The race issue (I detest the use of the phrase “race card”) in this case probably began shortly after Jackson's arrest in November 2003. Immediately following the sight of Jackson cuffed and stuffed in the back of a Santa Barbara County Police car, big brother Jermaine railed on television “they're a bunch of racist rednecks out there that don't care about people. This is nothing but a modern-day lynching.”

Katherine Jackson told a British tabloid “blacks are treated differently than whites in America.” And earlier this month in a televised interview Joseph Jackson, against the obvious wishes of his wife, couldn't resist.

“I'm going to say it, even though Katherine doesn't want me to,” Joseph said. “It's racism. They are doing this to Michael because of racism.”

Even a wacky poll taken recently found that whites are far more likely than blacks to think Jackson is guilty.

I've known the Jacksons for quite a little while now, but I, like millions others, have known of them for nearly all my life. It is true that they, like so many other black Americans, have been treated a bit unfairly at times, but for the most part, they've lived a charmed life.

In our upcoming book, Michael Jackson: Nothing But The Truth, longtime Jackson confidant Bob Jones recalls a confrontation in, of all places, Australia that Michael had with a reporter in 1972. That confrontation is the only conflict I've ever been told of that involved Michael Jackson and the race issue. 

So, why is it that blacks cannot relate to Michael Jackson, even as they did O.J. Simpson? Well, it's pretty simple. Has Jackson ever been pulled over simply because he was black? Last time I looked, department stores have closed down to allow Jackson to shop while many of us are followed around incessantly by store detectives thinking we may steal something.

Michael Jackson reportedly has loans totaling a half of a billion dollars with Bank of America and other entities. Many blacks, even with good credit, have experienced being turned down for home and other loans simply because we are considered “high risk” or just plain old black.

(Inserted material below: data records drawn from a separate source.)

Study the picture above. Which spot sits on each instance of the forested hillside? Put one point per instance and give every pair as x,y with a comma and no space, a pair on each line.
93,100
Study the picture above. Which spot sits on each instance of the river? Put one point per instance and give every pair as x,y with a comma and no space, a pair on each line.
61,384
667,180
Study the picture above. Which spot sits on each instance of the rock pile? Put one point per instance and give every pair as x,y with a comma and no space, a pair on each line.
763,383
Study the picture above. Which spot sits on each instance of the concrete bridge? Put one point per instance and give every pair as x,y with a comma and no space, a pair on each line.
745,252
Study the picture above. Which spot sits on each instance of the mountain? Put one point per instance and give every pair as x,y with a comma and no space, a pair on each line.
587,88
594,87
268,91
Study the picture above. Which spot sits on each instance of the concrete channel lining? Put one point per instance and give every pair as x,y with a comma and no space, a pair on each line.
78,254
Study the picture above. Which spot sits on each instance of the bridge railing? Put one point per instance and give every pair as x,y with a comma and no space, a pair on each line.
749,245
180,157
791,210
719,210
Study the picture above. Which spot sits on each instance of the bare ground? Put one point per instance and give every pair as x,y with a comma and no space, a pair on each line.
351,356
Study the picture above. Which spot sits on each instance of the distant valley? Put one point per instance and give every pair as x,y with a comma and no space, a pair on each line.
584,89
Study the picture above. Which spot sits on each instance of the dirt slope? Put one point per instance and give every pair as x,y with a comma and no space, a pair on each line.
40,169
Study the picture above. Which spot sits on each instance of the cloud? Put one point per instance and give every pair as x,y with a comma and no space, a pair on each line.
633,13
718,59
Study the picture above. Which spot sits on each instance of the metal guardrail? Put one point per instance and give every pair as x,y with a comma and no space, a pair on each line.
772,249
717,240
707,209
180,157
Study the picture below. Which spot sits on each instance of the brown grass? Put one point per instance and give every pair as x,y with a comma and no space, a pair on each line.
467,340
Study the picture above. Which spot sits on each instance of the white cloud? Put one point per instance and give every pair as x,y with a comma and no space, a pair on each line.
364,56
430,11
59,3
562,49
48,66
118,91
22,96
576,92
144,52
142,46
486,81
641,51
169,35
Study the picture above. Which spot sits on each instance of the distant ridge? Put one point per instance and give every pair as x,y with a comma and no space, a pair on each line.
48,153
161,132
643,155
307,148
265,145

A few years ago after his Invincible CD failed to sell to his liking, Jackson charged then-Sony chief Tommy Mattola with being a racist. The black community was shocked. Def Jam Records founder and rap music mogul Russell Simmons, who definitely has his pulse on the black community, black producer Rodney Jerkins, who produced Invincible, and even the notoriously militant Al Sharpton expressed outrage not at Tommy Mattola, but at Michael Jackson.

This case is not about race. It's about whether Michael Jackson is a child sexual predator or not. Twelve jurors, whatever their race, will hear evidence and decide. It's that simple.